What is it for?
Psychotherapy is the first line treatment for a wide spectrum of mental health problems. Psychotherapy by itself, or in combination with medication, has been shown to be the most effective approach for the treatment (and prevention of re-occurrence) of depression, anxiety, traumatic stress, eating disorders, identity, and personality disorders. Psychotherapy is the most enduring form of treatment for mental health problems. Unlike with medications, the benefits from psychotherapy continue even after the active phase of treatment has concluded. Psychotherapy is also indicated for the prevention of relapse of psychotic episodes in schizophrenia. Psychotherapy is an integral part of substance abuse treatment and helping patients to cope with pain, injuries, disability, and serious medical illness.
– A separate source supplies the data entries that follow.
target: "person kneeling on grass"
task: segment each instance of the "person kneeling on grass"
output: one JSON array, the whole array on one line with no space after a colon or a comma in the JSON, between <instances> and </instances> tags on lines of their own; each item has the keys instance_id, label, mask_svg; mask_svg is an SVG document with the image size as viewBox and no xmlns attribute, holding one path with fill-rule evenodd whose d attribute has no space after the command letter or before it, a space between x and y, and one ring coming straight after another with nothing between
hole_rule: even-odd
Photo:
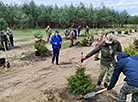
<instances>
[{"instance_id":1,"label":"person kneeling on grass","mask_svg":"<svg viewBox=\"0 0 138 102\"><path fill-rule=\"evenodd\" d=\"M126 76L126 83L120 90L118 102L126 102L127 94L132 93L132 101L138 102L138 56L130 56L127 53L116 53L114 72L107 90L111 90L121 72Z\"/></svg>"},{"instance_id":2,"label":"person kneeling on grass","mask_svg":"<svg viewBox=\"0 0 138 102\"><path fill-rule=\"evenodd\" d=\"M118 40L114 40L113 34L108 34L104 41L100 42L95 49L93 49L90 53L88 53L84 58L81 59L81 62L93 56L100 50L101 50L101 60L100 60L100 69L98 73L98 83L96 84L96 87L101 85L103 77L107 72L104 80L104 87L107 88L115 65L114 55L116 54L116 52L121 52L122 47Z\"/></svg>"},{"instance_id":3,"label":"person kneeling on grass","mask_svg":"<svg viewBox=\"0 0 138 102\"><path fill-rule=\"evenodd\" d=\"M59 65L59 52L62 44L62 37L59 35L59 31L56 30L55 34L51 37L50 43L52 44L53 48L53 56L52 56L52 64L54 64L54 60L56 57L56 64Z\"/></svg>"}]
</instances>

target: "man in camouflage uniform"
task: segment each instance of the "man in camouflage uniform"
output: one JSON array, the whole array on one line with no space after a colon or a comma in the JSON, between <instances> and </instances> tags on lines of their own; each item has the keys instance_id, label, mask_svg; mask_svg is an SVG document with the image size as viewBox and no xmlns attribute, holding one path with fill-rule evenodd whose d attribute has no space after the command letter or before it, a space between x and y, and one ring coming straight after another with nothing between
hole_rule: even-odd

No matter which mental health problem, the scientific and clinical evidence is very clear that psychotherapies play a substantial role in improving the distress and symptoms associated with illness.
Psychotherapy is the first choice indication for behavioral problems and mental health treatment in children. (Parents, please note: Medication for behavioral problems in children should always be considered secondarily to establishing a plan for parent-child guidance, psychotherapy, family therapy, and an educational intervention. Do not accept medication prescriptions for the treatment of your child without also having a formal psychological, behavioral and/or an educational plan. This is especially true for the treatment of attention problems, attention deficits, or hyperactivity in children and depression or anxiety in adolescents).
Psychotherapy is a treatment that involves an ongoing series of conversations held during scheduled sessions. Psychotherapy works as a collaborative process between people: it is a dialogue and occurs in the context of a relationship. In all forms of psychotherapy, an honest, open, working relationship between the patient and the therapist is essential for therapeutic benefit. The course of psychotherapy, frequency of sessions, and duration of treatment are usually open-ended with a plan collaboratively established during the early series of meetings. Many patients work well and experience symptom reduction with a treatment that meets for once-weekly sessions, while more intensive treatment with more frequent sessions (2-3 times per week) is usually required to address goals of deeper structural or personality change. Symptoms that caused initial distress often diminish early on in the course of a treatment, usually within the first few months. As treatment progresses, therapeutic goals shift from symptom management, to a deeper level of awareness or gaining of insight, and to learning the emotional skills that help people to recognize and manage feelings and relationships better over time. It is important to be aware that psychotherapy is a social and interpersonal treatment that can have lasting positive biological impact on the way the brain is structured and how it functions.
Psychotherapy, like any health treatment, can have risks as well as benefits. While the course of psychotherapy is designed to be helpful, it may at times be difficult or feel uncomfortable. Most patients benefit from psychotherapy, but the change process itself is not always predictable. Some people experience immediate and noticeable relief once a course of psychotherapy begins, whereas other people find that levels of distress can seem to worsen for a period of time while they confront difficult issues or feelings. Most often problems will steadily show improvement. Relationships with other people usually change too as a result of the person in treatment behaving differently. Outcomes are affected by the nature of the presenting problems, the motivation and dedication of the client to the treatment process, to the techniques applied in the treatment, and to the relationship established between patient and the therapist.